Wednesday, May 6, 2026
A History of Fear by Luke Dumas
Yet another deeply unsurprising and uninspiring horror novel, one that goes to great lengths to put its subtexts in garish neon, refusing to trust the reader to figure some things out. Also one that mostly doesn't bother much with the whole interesting story thing. When you see the cliches in the first thirty pages, and spot the parallels between being pursued by the devil and being closed and LGBT+ in the first hundred, and then the novel unwinds just about the way you'd expect based on that ... it's hard to have much in the way of good and happy thoughts about the novel, it's a bit of a labor (in the Herculean sense--like cleaning out the Augean stables or something) finding kind things to say.
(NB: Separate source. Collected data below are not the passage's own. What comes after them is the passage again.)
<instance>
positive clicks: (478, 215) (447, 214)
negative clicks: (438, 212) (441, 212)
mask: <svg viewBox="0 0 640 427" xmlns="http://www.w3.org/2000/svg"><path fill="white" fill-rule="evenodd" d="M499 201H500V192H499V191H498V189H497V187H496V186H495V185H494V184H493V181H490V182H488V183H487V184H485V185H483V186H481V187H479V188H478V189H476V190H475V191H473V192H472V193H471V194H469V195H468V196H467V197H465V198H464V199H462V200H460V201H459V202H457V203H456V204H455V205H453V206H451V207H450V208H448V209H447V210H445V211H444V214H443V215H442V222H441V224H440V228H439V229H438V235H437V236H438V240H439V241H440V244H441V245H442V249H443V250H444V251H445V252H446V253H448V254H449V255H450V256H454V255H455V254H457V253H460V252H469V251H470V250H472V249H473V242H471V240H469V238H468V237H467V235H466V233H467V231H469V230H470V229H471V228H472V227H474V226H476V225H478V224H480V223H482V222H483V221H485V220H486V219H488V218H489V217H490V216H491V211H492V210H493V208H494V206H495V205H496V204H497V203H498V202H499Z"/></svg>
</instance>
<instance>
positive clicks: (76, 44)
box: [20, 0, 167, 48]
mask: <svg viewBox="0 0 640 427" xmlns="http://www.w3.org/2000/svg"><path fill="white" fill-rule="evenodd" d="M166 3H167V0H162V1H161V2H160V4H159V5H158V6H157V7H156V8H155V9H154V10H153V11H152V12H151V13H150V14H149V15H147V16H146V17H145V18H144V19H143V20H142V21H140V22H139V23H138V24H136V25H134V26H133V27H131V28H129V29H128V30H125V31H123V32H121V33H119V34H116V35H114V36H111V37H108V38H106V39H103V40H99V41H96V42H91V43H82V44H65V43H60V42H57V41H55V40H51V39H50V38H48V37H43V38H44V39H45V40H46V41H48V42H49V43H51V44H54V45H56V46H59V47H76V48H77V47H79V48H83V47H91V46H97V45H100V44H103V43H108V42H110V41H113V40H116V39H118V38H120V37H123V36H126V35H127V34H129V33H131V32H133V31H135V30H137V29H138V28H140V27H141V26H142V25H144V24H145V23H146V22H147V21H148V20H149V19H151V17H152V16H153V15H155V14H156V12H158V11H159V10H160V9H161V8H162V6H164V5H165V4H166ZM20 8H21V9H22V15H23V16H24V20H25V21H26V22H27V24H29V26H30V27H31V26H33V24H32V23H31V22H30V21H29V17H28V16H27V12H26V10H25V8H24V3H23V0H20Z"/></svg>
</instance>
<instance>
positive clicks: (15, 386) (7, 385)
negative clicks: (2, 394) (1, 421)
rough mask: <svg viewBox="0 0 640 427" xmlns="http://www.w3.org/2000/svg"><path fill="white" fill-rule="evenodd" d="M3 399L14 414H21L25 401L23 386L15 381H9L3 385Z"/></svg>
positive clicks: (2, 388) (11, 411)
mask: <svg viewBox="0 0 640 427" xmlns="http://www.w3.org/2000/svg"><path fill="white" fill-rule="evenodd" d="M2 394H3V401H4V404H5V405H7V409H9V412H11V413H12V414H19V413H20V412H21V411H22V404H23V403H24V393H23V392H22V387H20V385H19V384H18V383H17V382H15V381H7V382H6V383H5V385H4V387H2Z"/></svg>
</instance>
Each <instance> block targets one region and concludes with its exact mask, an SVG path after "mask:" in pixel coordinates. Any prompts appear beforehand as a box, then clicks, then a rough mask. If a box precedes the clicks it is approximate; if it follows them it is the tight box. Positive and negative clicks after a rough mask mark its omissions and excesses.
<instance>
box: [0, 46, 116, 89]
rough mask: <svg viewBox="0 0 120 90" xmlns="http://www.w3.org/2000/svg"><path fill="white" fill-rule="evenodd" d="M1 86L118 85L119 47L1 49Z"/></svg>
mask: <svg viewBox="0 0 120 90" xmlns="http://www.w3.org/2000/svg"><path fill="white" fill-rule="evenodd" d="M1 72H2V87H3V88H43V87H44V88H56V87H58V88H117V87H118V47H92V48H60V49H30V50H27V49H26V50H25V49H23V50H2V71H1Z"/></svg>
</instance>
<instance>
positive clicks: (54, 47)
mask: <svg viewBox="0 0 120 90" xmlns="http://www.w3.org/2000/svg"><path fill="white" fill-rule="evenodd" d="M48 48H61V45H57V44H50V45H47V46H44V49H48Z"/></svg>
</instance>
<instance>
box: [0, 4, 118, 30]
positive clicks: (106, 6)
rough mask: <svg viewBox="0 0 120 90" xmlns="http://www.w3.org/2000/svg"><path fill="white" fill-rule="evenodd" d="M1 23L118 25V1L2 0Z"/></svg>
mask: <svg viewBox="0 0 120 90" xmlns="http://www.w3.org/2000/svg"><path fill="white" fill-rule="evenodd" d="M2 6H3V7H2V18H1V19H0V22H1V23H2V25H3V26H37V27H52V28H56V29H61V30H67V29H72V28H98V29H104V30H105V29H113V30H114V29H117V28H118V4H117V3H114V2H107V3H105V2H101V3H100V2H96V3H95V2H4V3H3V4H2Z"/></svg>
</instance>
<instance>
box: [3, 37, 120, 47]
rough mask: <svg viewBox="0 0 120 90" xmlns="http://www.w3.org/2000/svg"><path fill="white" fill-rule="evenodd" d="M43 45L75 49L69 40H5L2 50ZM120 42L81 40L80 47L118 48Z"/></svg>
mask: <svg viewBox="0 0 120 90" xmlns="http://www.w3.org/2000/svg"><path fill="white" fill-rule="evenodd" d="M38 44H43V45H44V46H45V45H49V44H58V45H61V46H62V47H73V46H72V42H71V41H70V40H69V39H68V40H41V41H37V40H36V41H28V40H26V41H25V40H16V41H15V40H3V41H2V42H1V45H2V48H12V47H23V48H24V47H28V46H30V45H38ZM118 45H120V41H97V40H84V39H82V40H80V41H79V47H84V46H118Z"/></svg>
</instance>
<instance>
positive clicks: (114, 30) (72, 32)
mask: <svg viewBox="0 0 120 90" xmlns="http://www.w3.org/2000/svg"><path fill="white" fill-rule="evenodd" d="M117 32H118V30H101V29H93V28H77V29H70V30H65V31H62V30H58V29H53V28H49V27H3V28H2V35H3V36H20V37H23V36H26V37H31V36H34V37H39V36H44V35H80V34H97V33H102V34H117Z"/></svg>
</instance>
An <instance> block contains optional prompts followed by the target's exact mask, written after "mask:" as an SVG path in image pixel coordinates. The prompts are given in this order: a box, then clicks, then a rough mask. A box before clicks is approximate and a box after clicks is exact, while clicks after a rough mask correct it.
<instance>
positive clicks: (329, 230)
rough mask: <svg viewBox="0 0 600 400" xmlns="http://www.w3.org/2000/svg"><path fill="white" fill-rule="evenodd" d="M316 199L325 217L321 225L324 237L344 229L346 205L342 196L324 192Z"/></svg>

The prose is, I guess, solid enough in its inertly stolid way, this vaguely epistolary novel that doesn't shift its authorial range by even a semitone. Gawds know the characters are pretty much all a muddle, and the way the characters in the novel persist in denying what seems to be the diagetically objective truth of the main character's experiences with the devil (at least, that he had experiences with the devil) is kinda baffling, considering some of the evidence they're ignoring. Oh, well, I probably should have stopped reading the when there was a cliche so bad I reread the passage to make sure I was understanding it correctly; I did not, and I own that choice.